Comment by Karen Maezen Miller — March 13, 2013 @ 7:17 pm
Thank you, I so needed to read these words today…I am here, fighting my impulse to go and try fix what´s wrong, trying to trust that this too shall pass. Thanks
Flor
Comment by Florencia — March 14, 2013 @ 4:41 pm
I remember having this exact conversation with my own mother, at just a slightly older age. I sat in a chair in the kitchen, by the yawning, stone cold fireplace full of old ashes. Tears poured down my face. No one liked me and I didn’t blame them. I wasn’t pretty. I was unlovable. I would never marry. I would always be alone in the world. I wasn’t pretty. . . Yes, the same conversation, except that I was CERTAIN nothing would ever change.

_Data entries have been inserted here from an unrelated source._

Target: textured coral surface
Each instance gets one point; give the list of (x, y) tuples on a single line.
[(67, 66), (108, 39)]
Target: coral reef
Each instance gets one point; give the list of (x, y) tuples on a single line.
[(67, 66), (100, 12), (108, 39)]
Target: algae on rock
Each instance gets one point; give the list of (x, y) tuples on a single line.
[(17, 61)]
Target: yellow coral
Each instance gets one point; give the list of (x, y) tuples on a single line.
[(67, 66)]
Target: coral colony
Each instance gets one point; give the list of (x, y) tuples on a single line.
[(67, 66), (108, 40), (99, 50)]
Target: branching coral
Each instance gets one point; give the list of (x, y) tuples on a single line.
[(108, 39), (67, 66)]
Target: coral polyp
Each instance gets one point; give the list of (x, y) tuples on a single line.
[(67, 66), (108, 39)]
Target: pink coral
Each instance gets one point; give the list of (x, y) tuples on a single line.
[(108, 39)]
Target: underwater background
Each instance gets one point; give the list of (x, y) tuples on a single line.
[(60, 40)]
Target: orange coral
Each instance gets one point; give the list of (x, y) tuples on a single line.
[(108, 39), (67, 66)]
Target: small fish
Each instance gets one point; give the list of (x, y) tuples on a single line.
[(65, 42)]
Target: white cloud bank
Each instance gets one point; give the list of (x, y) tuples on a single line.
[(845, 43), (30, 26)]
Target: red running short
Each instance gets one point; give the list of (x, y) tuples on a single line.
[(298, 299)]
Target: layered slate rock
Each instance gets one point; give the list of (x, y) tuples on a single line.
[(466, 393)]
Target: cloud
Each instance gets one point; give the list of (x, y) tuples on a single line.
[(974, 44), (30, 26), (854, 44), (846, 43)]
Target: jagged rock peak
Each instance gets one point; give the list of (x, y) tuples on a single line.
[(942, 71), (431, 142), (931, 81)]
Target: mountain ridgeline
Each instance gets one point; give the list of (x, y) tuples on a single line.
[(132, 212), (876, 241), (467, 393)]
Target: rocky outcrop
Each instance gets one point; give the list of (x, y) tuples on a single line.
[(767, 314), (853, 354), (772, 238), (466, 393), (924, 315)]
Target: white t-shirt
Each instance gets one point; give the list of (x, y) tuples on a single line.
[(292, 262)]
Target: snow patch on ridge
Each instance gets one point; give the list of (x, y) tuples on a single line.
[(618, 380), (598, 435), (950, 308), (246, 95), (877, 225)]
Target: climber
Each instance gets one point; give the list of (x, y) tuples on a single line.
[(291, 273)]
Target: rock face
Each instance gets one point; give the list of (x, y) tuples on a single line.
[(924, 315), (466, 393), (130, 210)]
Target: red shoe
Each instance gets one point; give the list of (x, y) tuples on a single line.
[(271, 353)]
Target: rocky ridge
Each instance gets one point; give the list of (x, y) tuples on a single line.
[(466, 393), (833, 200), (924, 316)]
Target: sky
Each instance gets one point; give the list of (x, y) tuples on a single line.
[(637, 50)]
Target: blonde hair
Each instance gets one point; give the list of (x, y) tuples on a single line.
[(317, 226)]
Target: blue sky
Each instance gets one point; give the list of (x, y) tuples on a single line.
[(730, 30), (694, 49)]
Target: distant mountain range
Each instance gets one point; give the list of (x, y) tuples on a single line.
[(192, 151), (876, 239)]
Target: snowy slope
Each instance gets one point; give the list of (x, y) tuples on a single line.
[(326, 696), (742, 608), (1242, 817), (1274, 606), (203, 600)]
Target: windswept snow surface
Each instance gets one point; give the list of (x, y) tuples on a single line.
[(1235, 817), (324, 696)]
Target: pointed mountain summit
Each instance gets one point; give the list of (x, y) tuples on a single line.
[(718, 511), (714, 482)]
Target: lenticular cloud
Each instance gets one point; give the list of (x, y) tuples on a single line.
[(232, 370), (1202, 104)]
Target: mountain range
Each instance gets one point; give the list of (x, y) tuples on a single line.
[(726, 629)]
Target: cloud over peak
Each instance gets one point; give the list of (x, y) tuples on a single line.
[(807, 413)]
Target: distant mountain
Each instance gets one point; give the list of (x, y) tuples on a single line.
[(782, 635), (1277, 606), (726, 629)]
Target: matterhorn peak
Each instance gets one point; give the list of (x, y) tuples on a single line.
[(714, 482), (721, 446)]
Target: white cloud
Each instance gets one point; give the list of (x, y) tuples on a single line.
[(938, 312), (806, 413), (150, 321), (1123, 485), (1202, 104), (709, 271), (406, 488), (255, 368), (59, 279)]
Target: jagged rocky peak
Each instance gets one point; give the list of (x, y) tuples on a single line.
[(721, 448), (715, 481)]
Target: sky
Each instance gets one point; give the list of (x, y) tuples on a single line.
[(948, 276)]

My mother assured me I would not always be sitting and weeping in that kitchen chair, that my life would carry me to places I couldn’t even imagine. That I was lovable. That I would be loved. Of course, she was right. I never imagined what that moment was like for her. And, as the mother of boys, I’ve never been privileged to have this conversation with a daughter of my own. (I’m pretty sure they have felt unlovable, too, but they would never tell.)
Comment by Katrina Kenison — March 15, 2013 @ 2:37 am
I love when you write about your thirteen year old because she reminds me so much of mine. We both know from her pictures how beautiful she is so what’s up with that? My beautiful daughter does the exact same thing and my heart aches; the next minute she all rosy and sunshine, leaving me in a funk. I have learned to just listen because nothing I say will help or change her mind, except time, and not much time, usually. There is a cute song by Taylor Swift called The Best Day; it will lift your spirits. In the meantime, just listen to the angst with empathy.
Comment by Trish — March 15, 2013 @ 5:06 am
On the birth of our first child, a friend offered this wisdom which I’ve never forgotten. “Remember as your child is growing, whether it’s good, or whether it’s bad, it won’t last.” At the time, I didn’t fully understand the truth of this. But it is relevant to this beautifully written blog. Mother’s move through each of their children’s painful experiences as if they are their own. And they experience the joy in the same way. Everything is moving towards something else…It’s our love and inner knowing as we see the beauty of their soul that makes the journey easier.
Comment by Nancy Evans — March 16, 2013 @ 7:33 am
Ths last sentence is poetic beauty…takes my breath away exactly describing a mother’s silent angst.
Comment by Donna clary — March 16, 2013 @ 2:36 pm
I am there in that space with you…holding and releasing…floating in my pain that is silently fueled by the love I hold too tightly for my teenage daughter…as she wrestles for her own sense of who she is; through the beauty and pain of becoming a woman…”a widow from her childhood”. I am neither a bystander nor a participant…the river nor the boat…but a bit of both…just enough for her to realize her own strength and frailty; that she is loved.
Comment by Deborah Boettcher — March 25, 2013 @ 4:18 pm
Oh, how painfully beautiful! I’m glad she spoke to you. I’m glad you were able to hold it and let it be. I feel the pain in it, have felt the same with my daughter. And try to trust that her journey is hers.
Comment by Kelly Kuhn — July 26, 2013 @ 4:21 pm
Yes. That is how it goes. She is learning how to handle her own problems, and you are being the parent she needs. Soon they won’t seem so big to her, but you will feel just the same about the problems, no matter the magnitude. All you can do is give her space and time. This is what my 21 and 23 year old have taught me.